Как вдруг… Дребезжит колокольчик, широко отворяется дверь и… входит кайзер.

– Один!?

– Один. И даже без зонта, в мокрой шинели.

– И вы?

– Ну, мы, конечно, вскочили. Стоим, таращимся на него и молчим, как истуканы.

– А он?

– А он усмехнулся, и говорит: «Что это вы замолчали, камрады? В такую погодку на могилах моряков розы точно не распустятся.[1] Спойте-ка мне лучше «Вахту на Рейне», да угостите кружкой пивка.»

– И вы угостили?

– Ах, Алексей Николаевич! Никогда я не пел так весело, как в тот вечер, вместе с моим Императором. Тогда-то я и выпил лучшую кружку пива в своей жизни…

– Ну, а что же было после?

– Потом он посидел еще немного с нами задумавшись, встал, и со словами «Спасибо вам, друзья. Вы славно проводите свое время!» вышел…

Эпизод этот имел место после марта 1901-го года, когда в Бремене на Вильгельма было совершено покушение анархиствующим психом: кайзер был ранен брошенным ему в лицо куском рельса. Пожалуй, после подобного прецедента иной правитель запросто мог бы отказаться от «излишней близости» к простым подданным.

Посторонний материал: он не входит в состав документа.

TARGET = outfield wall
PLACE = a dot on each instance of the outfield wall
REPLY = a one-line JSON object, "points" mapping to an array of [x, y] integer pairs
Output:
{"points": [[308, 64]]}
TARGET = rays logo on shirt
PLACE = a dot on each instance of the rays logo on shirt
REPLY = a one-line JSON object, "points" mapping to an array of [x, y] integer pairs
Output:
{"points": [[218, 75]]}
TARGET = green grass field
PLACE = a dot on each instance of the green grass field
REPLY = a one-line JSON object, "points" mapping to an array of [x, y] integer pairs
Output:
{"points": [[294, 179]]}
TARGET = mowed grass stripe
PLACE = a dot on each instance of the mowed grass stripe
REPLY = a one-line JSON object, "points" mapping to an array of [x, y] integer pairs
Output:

Не таков был Вильгельм. Страх прослыть трусом в глазах народа был в нем сильнее любых личных опасений. И справедливости ради, сопоставляя факты, нужно согласиться, что «трусоватость» германского монарха в большей степени относилась к возможности испортить публичное реноме или проиграть в «Большой мировой игре», как «император и король», чем к вульгарному бытовому страху за себя, любимого.

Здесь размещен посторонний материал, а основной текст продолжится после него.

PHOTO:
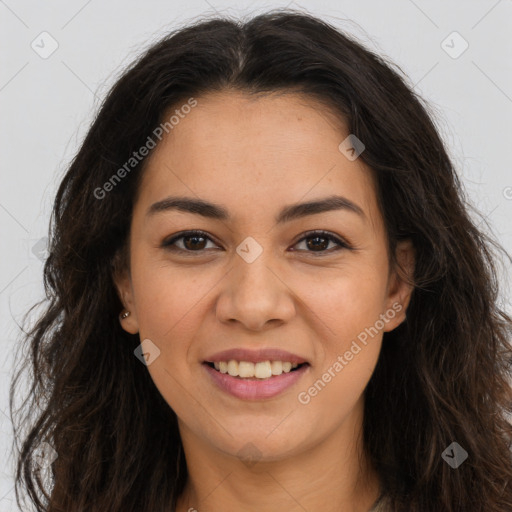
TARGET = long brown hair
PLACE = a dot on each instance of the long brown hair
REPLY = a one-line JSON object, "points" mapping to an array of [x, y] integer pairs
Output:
{"points": [[443, 376]]}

К сожалению, о «хождении в народ» царя Николая II говорить не приходится. Ничем подобным наш будущий самодержец не отметился даже в молодые годы. Согласитесь, но вечерять с шампанским в офицерском собрании лейб-гвардии гусарского полка совсем не одно и то же, чтобы взять, да в одиночку заглянуть «на огонек» в трактир, где ведут свои задушевные беседы и поигрывают в «фанты» нижние чины. Это вам не по Кшесинским и ей подобным «картофелинам»[2] шастать…

Кстати, как доверительно, на ушко, сообщил Балку Тэпкен, кое-кому из лиц низших сословий дружеские отношения с кайзером принесли дворянские титулы. И даже ренты! Вильгельм II был чужд традиционных условностей во многом. При желании, или просто под настроение, он мог «за песни жницу сделать» если и не королевой, то баронессой – запросто. «Царь я, или не царь?..»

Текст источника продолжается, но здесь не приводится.